As an extra benefit the interface is build so that the same array can be
used for alloc_pages_bulk / release_pages so that at least for page
backed mempools the fast path can use a nice batch optimization.
Signed-off-by: Christoph Hellwig <hch@lst.de>
---
include/linux/mempool.h | 7 ++
mm/mempool.c | 182 ++++++++++++++++++++++++++++++----------
2 files changed, 145 insertions(+), 44 deletions(-)
diff --git a/include/linux/mempool.h b/include/linux/mempool.h
index 34941a4b9026..486ed50776db 100644
--- a/include/linux/mempool.h
+++ b/include/linux/mempool.h
@@ -66,9 +66,16 @@ extern void mempool_destroy(mempool_t *pool);
extern void *mempool_alloc_noprof(mempool_t *pool, gfp_t gfp_mask) __malloc;
#define mempool_alloc(...) \
alloc_hooks(mempool_alloc_noprof(__VA_ARGS__))

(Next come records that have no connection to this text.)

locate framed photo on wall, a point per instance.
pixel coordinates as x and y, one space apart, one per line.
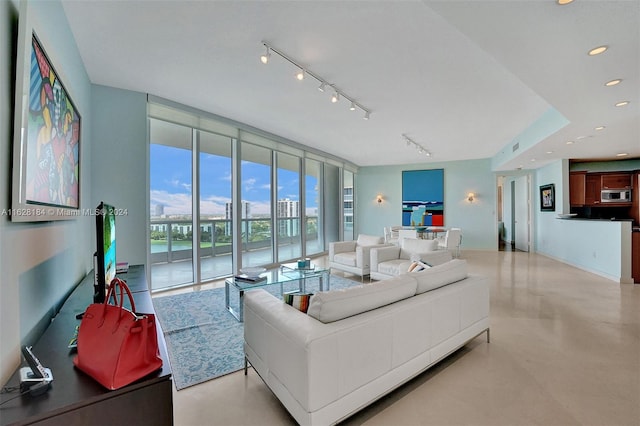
548 198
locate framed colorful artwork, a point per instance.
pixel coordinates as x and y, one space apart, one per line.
548 198
46 162
423 197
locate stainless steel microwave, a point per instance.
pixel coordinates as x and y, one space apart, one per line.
615 196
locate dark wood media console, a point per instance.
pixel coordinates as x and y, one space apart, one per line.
75 398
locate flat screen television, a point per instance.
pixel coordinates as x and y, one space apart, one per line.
105 258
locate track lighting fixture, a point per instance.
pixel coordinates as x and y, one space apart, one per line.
303 72
265 57
416 145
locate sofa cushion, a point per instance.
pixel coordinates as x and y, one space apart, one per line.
298 300
417 266
369 240
440 275
346 258
411 246
394 267
329 306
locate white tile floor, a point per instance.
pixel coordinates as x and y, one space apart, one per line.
565 350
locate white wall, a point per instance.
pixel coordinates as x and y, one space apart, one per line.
39 262
120 126
477 220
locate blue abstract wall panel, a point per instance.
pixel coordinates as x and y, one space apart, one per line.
423 197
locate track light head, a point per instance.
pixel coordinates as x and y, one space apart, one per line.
264 58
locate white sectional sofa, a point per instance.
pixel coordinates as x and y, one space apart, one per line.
355 345
390 261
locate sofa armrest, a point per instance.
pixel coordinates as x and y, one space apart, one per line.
435 257
363 254
340 247
383 254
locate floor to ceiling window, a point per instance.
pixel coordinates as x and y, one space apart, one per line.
255 193
203 168
171 210
288 223
347 206
216 231
312 210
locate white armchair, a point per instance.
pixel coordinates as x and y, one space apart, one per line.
391 234
452 240
354 256
387 262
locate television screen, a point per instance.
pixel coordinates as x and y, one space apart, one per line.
106 249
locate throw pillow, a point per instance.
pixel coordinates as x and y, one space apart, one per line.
418 265
441 275
298 301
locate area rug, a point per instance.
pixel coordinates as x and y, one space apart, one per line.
204 340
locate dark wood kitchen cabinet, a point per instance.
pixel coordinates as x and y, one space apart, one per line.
616 181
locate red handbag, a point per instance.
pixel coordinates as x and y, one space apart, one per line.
115 345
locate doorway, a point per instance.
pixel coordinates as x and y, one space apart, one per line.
514 213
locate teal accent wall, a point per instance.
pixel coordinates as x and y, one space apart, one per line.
477 219
120 126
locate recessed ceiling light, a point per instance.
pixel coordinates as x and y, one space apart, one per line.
597 50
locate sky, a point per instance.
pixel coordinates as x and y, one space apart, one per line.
171 183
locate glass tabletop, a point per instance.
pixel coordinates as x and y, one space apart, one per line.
285 273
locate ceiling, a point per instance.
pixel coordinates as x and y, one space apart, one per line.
464 79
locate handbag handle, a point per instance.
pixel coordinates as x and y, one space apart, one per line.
117 282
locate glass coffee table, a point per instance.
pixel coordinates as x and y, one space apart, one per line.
286 273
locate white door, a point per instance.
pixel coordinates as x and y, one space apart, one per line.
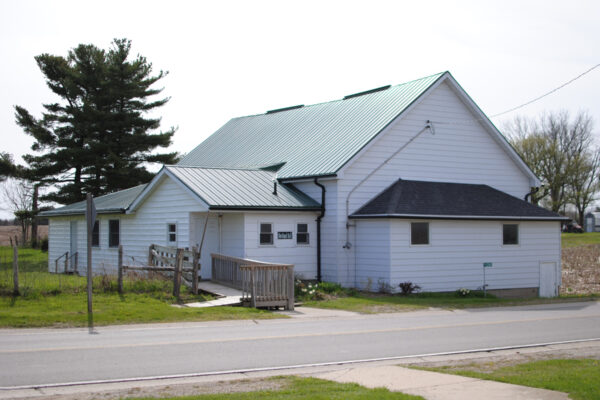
210 244
589 224
73 248
548 279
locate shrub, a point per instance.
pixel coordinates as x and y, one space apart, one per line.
408 287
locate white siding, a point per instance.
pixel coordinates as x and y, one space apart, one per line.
169 203
464 153
285 251
58 239
457 250
372 254
330 242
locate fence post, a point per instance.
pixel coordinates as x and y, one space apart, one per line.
195 261
177 273
253 287
120 269
150 255
290 277
15 271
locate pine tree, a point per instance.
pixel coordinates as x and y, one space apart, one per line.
98 138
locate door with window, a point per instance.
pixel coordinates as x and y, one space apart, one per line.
73 235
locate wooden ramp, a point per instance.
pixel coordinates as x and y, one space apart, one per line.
226 296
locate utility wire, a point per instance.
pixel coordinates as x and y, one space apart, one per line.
471 120
547 94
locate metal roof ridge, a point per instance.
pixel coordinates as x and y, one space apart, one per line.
439 74
219 168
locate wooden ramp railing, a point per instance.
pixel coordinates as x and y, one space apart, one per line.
167 260
262 284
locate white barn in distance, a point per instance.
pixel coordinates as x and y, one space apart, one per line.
401 183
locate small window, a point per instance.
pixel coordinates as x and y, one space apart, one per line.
266 234
510 234
172 233
113 233
96 234
302 234
419 233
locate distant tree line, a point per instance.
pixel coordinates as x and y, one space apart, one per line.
97 137
563 153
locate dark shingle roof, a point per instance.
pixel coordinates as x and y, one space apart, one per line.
418 199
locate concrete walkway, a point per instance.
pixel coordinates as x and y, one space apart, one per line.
227 296
436 386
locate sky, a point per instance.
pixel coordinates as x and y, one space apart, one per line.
232 58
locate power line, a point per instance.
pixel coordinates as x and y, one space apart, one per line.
547 94
472 120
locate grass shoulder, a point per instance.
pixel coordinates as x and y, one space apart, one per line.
331 296
577 377
293 388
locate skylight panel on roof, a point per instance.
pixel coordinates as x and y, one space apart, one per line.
284 109
379 89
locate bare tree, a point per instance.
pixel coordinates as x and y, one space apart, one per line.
18 194
559 151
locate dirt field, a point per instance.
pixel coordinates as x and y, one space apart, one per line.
7 232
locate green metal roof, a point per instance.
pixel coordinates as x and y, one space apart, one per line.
113 203
240 189
314 140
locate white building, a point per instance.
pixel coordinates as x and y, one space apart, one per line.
400 183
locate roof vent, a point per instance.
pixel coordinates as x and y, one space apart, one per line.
379 89
284 109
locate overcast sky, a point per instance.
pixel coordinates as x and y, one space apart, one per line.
230 58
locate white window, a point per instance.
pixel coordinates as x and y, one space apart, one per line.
510 234
172 233
419 233
266 233
113 233
302 234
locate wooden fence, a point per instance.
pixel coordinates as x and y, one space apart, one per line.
262 284
166 259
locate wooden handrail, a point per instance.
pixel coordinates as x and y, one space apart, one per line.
262 284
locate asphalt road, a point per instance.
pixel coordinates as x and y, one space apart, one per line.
48 356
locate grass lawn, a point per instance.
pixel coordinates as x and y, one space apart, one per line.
57 300
579 239
579 378
293 388
376 303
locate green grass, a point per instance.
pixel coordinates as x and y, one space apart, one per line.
579 239
579 378
295 388
374 303
57 300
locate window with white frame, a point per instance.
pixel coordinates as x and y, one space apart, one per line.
113 233
172 233
510 234
266 233
302 234
96 234
419 233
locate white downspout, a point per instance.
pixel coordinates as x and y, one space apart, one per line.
429 126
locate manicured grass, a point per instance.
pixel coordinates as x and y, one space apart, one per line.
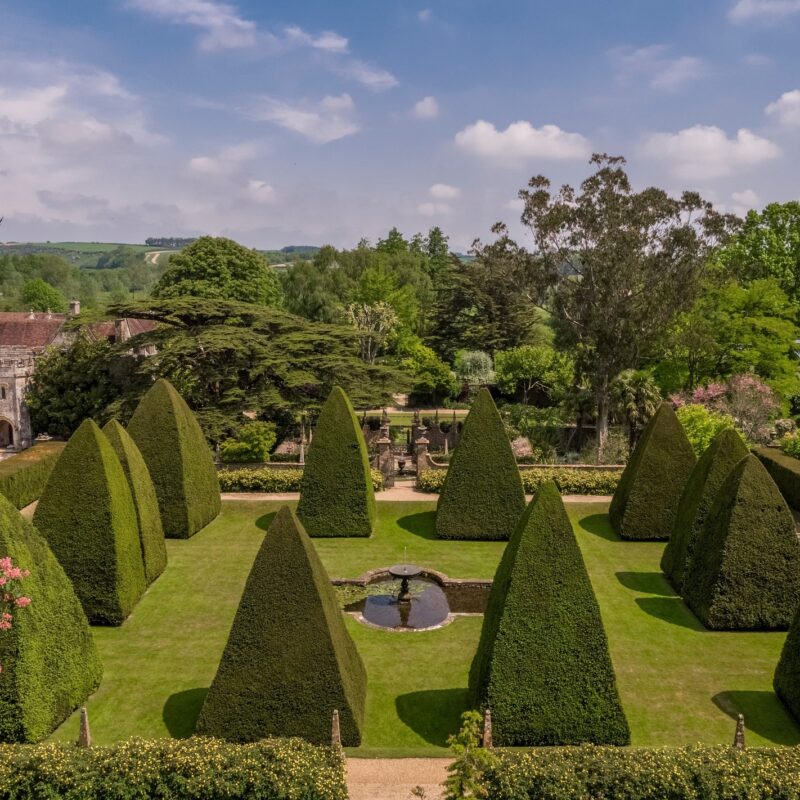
679 683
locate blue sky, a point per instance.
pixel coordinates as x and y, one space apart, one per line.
310 122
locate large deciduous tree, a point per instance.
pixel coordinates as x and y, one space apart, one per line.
616 265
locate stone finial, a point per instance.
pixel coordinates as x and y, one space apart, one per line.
84 734
487 728
336 734
738 737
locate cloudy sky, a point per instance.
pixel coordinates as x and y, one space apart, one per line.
303 122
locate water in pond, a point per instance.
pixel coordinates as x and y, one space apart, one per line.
429 605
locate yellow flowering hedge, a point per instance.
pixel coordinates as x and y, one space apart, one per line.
608 773
190 769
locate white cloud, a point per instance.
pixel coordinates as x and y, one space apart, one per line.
521 141
744 10
222 26
442 191
427 108
786 109
325 121
705 151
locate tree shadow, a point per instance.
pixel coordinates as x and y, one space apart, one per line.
422 524
763 713
599 525
181 712
672 610
433 714
647 583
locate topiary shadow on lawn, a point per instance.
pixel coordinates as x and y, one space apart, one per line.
433 714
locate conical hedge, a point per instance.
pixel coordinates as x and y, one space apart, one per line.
645 503
179 460
482 496
745 570
712 468
50 664
336 493
87 515
289 661
542 664
151 532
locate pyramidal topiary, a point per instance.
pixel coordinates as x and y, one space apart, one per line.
645 503
179 460
151 532
745 569
289 661
87 515
50 664
712 468
482 496
542 664
336 493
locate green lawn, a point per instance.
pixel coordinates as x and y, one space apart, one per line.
679 683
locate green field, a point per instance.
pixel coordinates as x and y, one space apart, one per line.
679 683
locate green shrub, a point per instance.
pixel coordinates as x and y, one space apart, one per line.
726 450
50 665
179 460
251 445
23 476
172 769
784 470
646 500
745 570
289 661
148 518
542 664
482 495
668 773
273 480
336 494
87 515
702 425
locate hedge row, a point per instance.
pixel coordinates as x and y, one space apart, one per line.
24 476
607 773
568 480
172 769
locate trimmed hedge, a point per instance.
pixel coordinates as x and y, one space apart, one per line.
568 479
87 515
542 664
668 773
172 769
745 572
289 661
50 664
23 476
725 451
145 501
645 503
179 460
273 480
482 495
785 471
336 494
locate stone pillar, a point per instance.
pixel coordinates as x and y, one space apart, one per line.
738 737
487 728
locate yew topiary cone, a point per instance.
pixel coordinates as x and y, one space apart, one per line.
645 503
482 496
289 661
86 514
179 461
336 493
542 664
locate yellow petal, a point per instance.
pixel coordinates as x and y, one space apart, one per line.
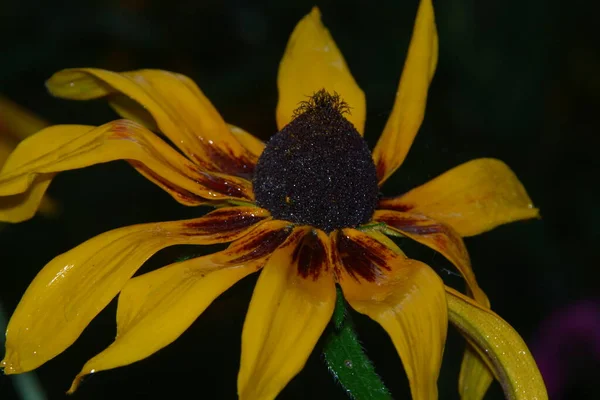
437 236
250 142
472 198
17 123
178 107
75 286
313 62
64 147
156 308
286 317
502 347
411 98
475 376
407 299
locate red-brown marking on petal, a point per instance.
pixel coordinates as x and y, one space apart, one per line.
183 194
230 164
363 255
414 224
226 220
258 244
222 185
310 256
394 204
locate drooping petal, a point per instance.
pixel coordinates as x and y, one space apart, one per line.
439 237
16 124
312 61
286 317
472 198
63 147
253 144
407 299
156 308
411 98
177 106
75 286
502 348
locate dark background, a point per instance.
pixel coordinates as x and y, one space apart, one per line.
516 80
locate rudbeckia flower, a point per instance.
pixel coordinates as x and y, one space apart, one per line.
304 209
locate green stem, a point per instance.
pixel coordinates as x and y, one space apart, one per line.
347 360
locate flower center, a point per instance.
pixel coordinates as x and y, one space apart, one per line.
318 170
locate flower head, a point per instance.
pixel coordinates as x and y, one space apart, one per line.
304 209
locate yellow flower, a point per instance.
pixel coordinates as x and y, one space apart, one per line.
304 208
17 123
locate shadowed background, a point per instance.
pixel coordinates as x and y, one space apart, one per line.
516 81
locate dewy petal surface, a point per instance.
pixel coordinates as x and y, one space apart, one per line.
408 301
475 376
64 147
502 347
156 308
253 144
411 98
437 236
287 315
179 108
472 198
75 286
312 61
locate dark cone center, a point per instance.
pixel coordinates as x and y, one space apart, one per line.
318 170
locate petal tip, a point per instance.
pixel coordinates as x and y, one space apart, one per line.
315 13
10 364
77 380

+int mempool_alloc_bulk_noprof(mempool_t *pool, void **elem,
+ unsigned int count, gfp_t gfp_mask, unsigned long caller_ip);
+#define mempool_alloc_bulk(pool, elem, count, gfp_mask) \
+ alloc_hooks(mempool_alloc_bulk_noprof(pool, elem, count, gfp_mask, \
+ _RET_IP_))
extern void *mempool_alloc_preallocated(mempool_t *pool) __malloc;
extern void mempool_free(void *element, mempool_t *pool);
+unsigned int mempool_free_bulk(mempool_t *pool, void **elem,
+ unsigned int count);
/*
* A mempool_alloc_t and mempool_free_t that get the memory from
diff --git a/mm/mempool.c b/mm/mempool.c
index 8cf3b5705b7f..e2f05bec633b 100644
--- a/mm/mempool.c
+++ b/mm/mempool.c
@@ -21,11 +21,16 @@
#include "slab.h"
static DECLARE_FAULT_ATTR(fail_mempool_alloc);
+static DECLARE_FAULT_ATTR(fail_mempool_alloc_bulk);
static int __init mempool_faul_inject_init(void)
{
- return PTR_ERR_OR_ZERO(fault_create_debugfs_attr("fail_mempool_alloc",
- NULL, &fail_mempool_alloc));
+ if (IS_ERR(fault_create_debugfs_attr("fail_mempool_alloc", NULL,
+ &fail_mempool_alloc)) ||
+ IS_ERR(fault_create_debugfs_attr("fail_mempool_alloc_bulk", NULL,
+ &fail_mempool_alloc_bulk)))
+ return -ENOMEM;
+ return 0;
}
late_initcall(mempool_faul_inject_init);
@@ -380,16 +385,21 @@ int mempool_resize(mempool_t *pool, int new_min_nr)
}
EXPORT_SYMBOL(mempool_resize);
-static void *mempool_alloc_from_pool(struct mempool *pool, gfp_t gfp_mask)
+static bool mempool_alloc_from_pool(struct mempool *pool, void **elems,
+ unsigned int count, unsigned int allocated,
+ gfp_t gfp_mask)
{
unsigned long flags;
- void *element;
+ unsigned int i;
spin_lock_irqsave(&pool->lock, flags);
- if (unlikely(!pool->curr_nr))
+ if (unlikely(pool->curr_nr < count - allocated))
goto fail;
alloc:
- element = remove_element(pool);
+ for (; allocated < count; allocated++) {
+ if (!elems[allocated])
+ elems[allocated] = remove_element(pool);
+ }
spin_unlock_irqrestore(&pool->lock, flags);
/* Paired with rmb in mempool_free(), read comment there. */
@@ -399,15 +409,16 @@ static void *mempool_alloc_from_pool(struct mempool *pool, gfp_t gfp_mask)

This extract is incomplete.